サブシジョンは、クレーターの原因となっている瘢痕組織を剥離するため、物理的にクレーターを改善させる効果が期待できます。
<参考記事>
シルファームXの効果は?ダーマペンやポテンツァとの違いも解説
Q5.紫外線はニキビやニキビ痕に悪影響を与えますか?
はい。ニキビの炎症部位に紫外線ダメージが加わるとメラニンの合成が促進されるため、色素沈着が残ってニキビ痕になるリスクが高くなります。
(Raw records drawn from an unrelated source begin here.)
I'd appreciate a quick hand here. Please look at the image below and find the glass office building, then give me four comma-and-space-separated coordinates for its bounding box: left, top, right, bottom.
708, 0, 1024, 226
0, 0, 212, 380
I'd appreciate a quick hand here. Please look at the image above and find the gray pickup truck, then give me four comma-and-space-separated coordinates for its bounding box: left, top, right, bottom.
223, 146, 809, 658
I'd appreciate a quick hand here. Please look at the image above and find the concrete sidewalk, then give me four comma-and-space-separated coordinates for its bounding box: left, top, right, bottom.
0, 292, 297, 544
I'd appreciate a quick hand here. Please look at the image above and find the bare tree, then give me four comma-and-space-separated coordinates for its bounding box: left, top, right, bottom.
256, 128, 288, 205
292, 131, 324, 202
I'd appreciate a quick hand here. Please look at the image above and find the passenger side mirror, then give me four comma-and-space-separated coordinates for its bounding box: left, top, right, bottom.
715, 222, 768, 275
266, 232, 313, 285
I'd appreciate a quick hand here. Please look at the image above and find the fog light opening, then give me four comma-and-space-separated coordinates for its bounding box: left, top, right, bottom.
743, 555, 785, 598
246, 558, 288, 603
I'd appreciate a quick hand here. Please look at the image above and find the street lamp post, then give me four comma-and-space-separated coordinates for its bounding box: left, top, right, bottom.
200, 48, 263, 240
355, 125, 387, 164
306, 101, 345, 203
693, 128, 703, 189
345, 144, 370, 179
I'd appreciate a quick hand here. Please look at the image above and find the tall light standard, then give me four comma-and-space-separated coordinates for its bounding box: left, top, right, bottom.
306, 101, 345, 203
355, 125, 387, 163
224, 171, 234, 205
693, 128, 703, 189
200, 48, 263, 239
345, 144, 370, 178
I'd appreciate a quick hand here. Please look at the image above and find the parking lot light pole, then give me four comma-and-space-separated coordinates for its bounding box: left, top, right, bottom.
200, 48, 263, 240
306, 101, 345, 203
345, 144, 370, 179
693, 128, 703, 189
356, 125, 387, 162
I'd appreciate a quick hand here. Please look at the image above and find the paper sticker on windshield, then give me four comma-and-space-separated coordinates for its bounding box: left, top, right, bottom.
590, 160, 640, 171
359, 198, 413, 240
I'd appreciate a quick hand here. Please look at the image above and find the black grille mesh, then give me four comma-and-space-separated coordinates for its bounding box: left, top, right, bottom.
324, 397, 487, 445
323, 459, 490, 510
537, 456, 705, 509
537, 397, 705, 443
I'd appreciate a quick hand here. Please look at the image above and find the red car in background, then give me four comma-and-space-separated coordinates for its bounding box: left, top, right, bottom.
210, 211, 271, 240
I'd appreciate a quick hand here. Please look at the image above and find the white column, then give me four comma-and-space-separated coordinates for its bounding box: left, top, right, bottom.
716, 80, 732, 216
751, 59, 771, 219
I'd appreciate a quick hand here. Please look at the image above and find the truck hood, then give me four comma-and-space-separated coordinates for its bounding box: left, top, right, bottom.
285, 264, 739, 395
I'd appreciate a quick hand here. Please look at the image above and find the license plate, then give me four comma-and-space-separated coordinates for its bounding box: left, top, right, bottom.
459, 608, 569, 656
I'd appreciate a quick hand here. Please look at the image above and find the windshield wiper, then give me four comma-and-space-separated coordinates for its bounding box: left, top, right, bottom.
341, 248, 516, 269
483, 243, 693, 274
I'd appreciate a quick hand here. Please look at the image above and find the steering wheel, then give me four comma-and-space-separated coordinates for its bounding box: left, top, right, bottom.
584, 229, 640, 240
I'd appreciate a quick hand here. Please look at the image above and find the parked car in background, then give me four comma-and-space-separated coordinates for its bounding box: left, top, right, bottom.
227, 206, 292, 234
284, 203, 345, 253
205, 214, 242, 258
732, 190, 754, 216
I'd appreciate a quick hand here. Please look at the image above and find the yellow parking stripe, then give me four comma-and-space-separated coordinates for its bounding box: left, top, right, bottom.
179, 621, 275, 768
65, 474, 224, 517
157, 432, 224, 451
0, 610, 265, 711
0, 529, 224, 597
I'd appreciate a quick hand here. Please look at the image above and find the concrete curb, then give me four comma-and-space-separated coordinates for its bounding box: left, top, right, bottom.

ニキビ痕を防ぐためにもニキビが気になる場合が、紫外線対策を怠らないようにしましょう。
5.まとめ
RURIクリニック院長の望月瑠璃子先生をお迎えして、ニキビ跡の原因や治療にについてお話をお伺いしました。
ニキビ跡は、ニキビがひどい場合に炎症が治まったあとに目立ちます。
一度、目立つと治療には長い期間かかってしまいます。
だから、予防することが最も大切です。
しかし、できてしまっても諦める必要はありません。
今では、ニキビ跡を美容医療で治療する方法がたくさんありますので、自分に合うクリニックを見つけて改善を目指しましょう。
もちろん、合わせてスキンケアや正しい生活習慣を身につけることも大切です。
この記事が、ニキビ跡に悩んでいて何とかしたい方のお役に立てば幸いです。